Before stepping out from under the awning, I raise a newspaper over my head. Two steps into the road, the newspaper is already soggy. Still I cling to it; not for shelter, but for its semblance of structure, as something I can hold in my hands.
Colette paces the Alcove Suite, an architect surveying her building site, industrious but aware of its limitations. I perch on a red-velvet bergère, watching her luminous face as she decides what, together, we have room to construct.
—I can’t believe it, she murmurs. Hotel Raphaël.
While she slips off her slingbacks, I unseal my rainboots from my calves and peel away my socks. We line up side by side on the king bed, each half-starfished on the silk duvet, nowhere touching.
—I went on a vacation once, Colette says, after so much time has passed that I thought she was asleep. When I was twelve, my father and I took a charter flight to Dakar.

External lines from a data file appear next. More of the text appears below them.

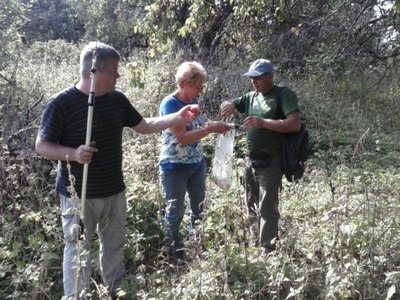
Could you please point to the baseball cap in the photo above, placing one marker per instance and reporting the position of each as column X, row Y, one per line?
column 259, row 67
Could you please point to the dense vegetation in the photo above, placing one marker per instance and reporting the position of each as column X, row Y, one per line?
column 340, row 226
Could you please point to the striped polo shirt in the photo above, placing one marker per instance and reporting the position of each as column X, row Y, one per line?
column 64, row 121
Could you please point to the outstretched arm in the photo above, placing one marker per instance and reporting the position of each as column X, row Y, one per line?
column 54, row 151
column 157, row 124
column 292, row 123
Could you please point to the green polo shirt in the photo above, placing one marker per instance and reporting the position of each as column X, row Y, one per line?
column 263, row 142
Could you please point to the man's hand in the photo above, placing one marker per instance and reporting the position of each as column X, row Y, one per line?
column 253, row 122
column 83, row 154
column 227, row 108
column 218, row 127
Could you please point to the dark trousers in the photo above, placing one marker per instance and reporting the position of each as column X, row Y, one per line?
column 262, row 187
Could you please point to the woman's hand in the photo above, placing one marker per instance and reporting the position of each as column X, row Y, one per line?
column 217, row 127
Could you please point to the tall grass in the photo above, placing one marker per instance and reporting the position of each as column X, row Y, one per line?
column 339, row 227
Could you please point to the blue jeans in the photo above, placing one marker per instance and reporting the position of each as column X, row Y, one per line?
column 175, row 185
column 108, row 216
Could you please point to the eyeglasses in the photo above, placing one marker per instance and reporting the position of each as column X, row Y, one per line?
column 260, row 76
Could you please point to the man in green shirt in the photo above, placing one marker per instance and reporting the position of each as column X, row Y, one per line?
column 265, row 127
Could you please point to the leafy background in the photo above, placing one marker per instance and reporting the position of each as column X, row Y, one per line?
column 339, row 232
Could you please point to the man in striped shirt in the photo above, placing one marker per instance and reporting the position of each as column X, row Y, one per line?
column 62, row 136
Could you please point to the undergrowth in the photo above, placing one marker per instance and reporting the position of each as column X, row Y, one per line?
column 339, row 225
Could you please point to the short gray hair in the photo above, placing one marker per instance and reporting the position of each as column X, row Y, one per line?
column 103, row 52
column 190, row 71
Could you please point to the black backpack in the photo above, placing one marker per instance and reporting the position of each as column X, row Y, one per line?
column 295, row 147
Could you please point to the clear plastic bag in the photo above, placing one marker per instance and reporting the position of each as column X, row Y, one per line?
column 222, row 172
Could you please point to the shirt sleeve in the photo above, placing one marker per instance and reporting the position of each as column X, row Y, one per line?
column 290, row 102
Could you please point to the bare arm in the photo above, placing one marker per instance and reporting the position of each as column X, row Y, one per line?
column 187, row 137
column 157, row 124
column 53, row 151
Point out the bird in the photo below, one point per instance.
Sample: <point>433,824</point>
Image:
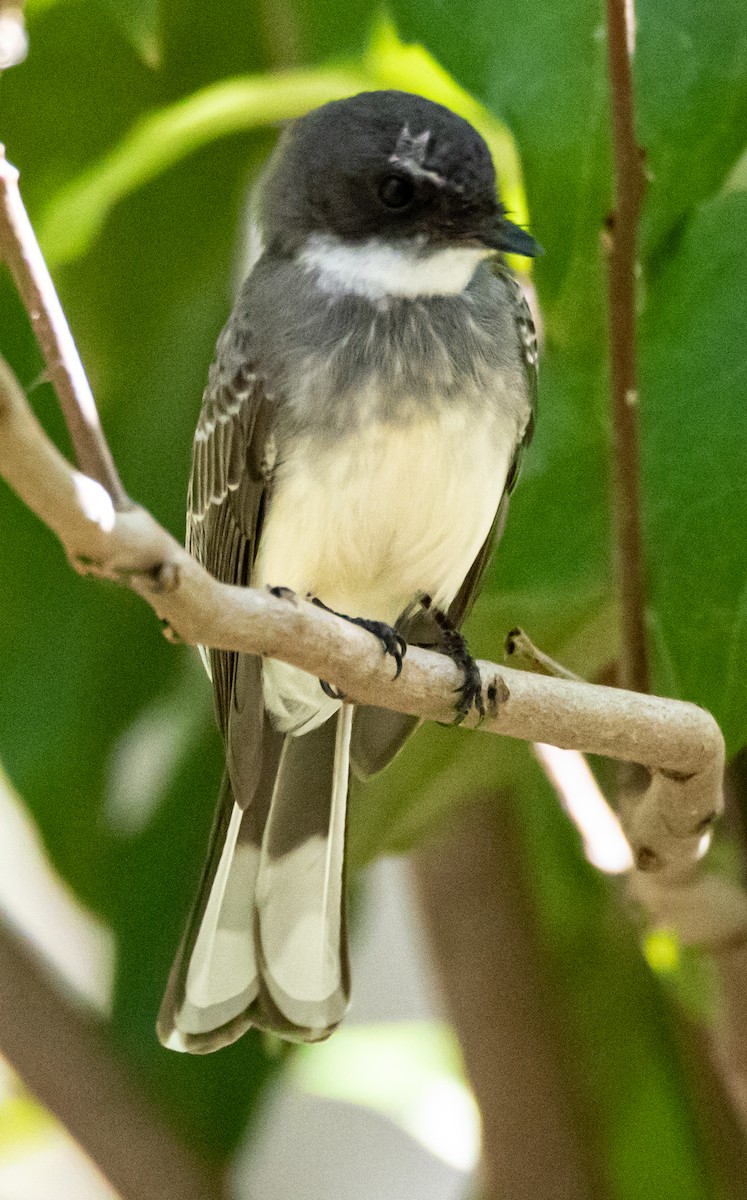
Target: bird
<point>359,436</point>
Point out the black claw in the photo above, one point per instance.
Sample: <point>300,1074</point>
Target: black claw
<point>454,645</point>
<point>333,693</point>
<point>393,642</point>
<point>471,691</point>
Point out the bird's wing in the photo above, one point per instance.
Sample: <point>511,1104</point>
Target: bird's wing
<point>215,977</point>
<point>264,943</point>
<point>378,735</point>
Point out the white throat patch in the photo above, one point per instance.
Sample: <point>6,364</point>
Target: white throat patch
<point>377,269</point>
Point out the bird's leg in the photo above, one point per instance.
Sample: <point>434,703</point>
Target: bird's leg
<point>454,645</point>
<point>393,642</point>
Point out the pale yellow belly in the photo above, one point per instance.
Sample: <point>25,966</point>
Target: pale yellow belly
<point>370,523</point>
<point>394,511</point>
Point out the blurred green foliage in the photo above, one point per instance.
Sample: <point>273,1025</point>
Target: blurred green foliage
<point>147,283</point>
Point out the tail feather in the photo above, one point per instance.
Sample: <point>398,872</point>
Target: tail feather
<point>266,942</point>
<point>300,888</point>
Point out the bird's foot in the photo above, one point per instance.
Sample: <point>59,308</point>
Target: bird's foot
<point>454,645</point>
<point>392,642</point>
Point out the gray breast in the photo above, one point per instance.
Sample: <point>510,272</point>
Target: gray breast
<point>334,361</point>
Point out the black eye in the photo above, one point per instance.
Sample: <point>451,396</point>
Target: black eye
<point>396,191</point>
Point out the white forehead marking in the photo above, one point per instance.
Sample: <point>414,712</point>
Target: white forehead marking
<point>377,269</point>
<point>410,153</point>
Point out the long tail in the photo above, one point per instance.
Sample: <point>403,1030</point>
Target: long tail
<point>266,943</point>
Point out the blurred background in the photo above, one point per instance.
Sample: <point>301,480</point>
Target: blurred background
<point>486,946</point>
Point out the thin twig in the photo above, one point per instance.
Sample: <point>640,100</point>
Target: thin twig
<point>521,649</point>
<point>679,743</point>
<point>621,243</point>
<point>482,927</point>
<point>21,251</point>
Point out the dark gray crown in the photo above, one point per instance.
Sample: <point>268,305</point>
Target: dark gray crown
<point>339,169</point>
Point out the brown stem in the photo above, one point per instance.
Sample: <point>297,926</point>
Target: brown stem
<point>482,929</point>
<point>65,1061</point>
<point>19,249</point>
<point>621,244</point>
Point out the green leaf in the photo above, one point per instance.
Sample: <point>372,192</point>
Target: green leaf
<point>694,426</point>
<point>141,23</point>
<point>541,67</point>
<point>691,89</point>
<point>75,217</point>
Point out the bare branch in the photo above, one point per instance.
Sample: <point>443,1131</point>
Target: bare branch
<point>621,243</point>
<point>680,743</point>
<point>482,927</point>
<point>19,249</point>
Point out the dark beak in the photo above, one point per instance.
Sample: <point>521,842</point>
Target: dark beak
<point>511,239</point>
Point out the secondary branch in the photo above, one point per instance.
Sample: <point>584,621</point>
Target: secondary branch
<point>621,243</point>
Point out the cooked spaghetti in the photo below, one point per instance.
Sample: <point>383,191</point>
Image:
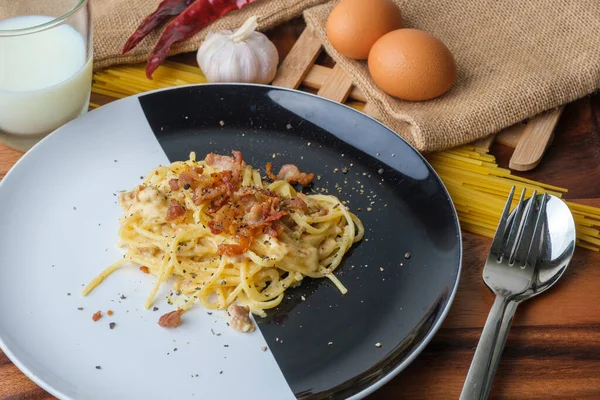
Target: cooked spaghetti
<point>225,234</point>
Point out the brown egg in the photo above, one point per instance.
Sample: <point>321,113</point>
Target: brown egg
<point>355,25</point>
<point>412,65</point>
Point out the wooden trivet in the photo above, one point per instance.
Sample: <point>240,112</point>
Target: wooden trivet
<point>529,139</point>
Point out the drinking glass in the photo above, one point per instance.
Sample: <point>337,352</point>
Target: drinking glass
<point>45,67</point>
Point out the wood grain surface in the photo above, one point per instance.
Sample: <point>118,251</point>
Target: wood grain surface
<point>553,350</point>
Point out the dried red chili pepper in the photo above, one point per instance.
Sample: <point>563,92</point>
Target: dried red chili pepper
<point>185,25</point>
<point>165,10</point>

Across my mind runs a pano
rama of a clammy city, the opening montage of a New Wave movie: high-rises sweating like leather, women ripe on hot-waxed mopeds, men with rickety carts hawking dried plums and chevron beads. In this world I expect Colette’s words to be silver floss, to glisten.
—He grew up there, but he was ashamed of growing up without money. When we visited, he rented a hotel room for me to stay in, alone, while he stayed in his childhood home.
—Bet your hotel wasn’t like this one, I answer, unsure of the shades in my voice.
—It was a Radisson. No shred of personality in that place. Not a single honest smell or mismatched piece of linen. Who can stand beige throw pillows?
The sun, which had, for a spell of fifteen minutes, poked out from behind the cirrus clouds, disappears from view. Colette fits her palm to mine, and the darkness we are left in doubles for the low light of intimacy.
Hell or high water, the suggestions have trickled in. Alternative routes for public transit, wider boulevards, new fountains. The people want to revive Old Paris.
I refuse to reshape this city into its own shortcomings. Wider boulevards will only increase traffic; pigeons will drown in new fountains. I will not suffer for someone else’s nostalgia.
The public doesn’t understand. Simply because the city is broken, and we are forced to rebuild, doesn’t make this an opportunity to carve out a dream world.
I uncap a 0.18 millimetre pen – with it, I could perform surgery – and steady the nib in the heart of Chinatown.
In the next room, my boss is singing Josephine Baker in a vaudevillian boom, filling each wordless bar with the mimicked lilt of an accordion. Paris! Paris! Paris! For people like him, this city is a Vincente Minelli movie – Leslie Caron sipping from a champagne flute, lovers picnicking on the Seine, Gene Kelly serenading a baguette.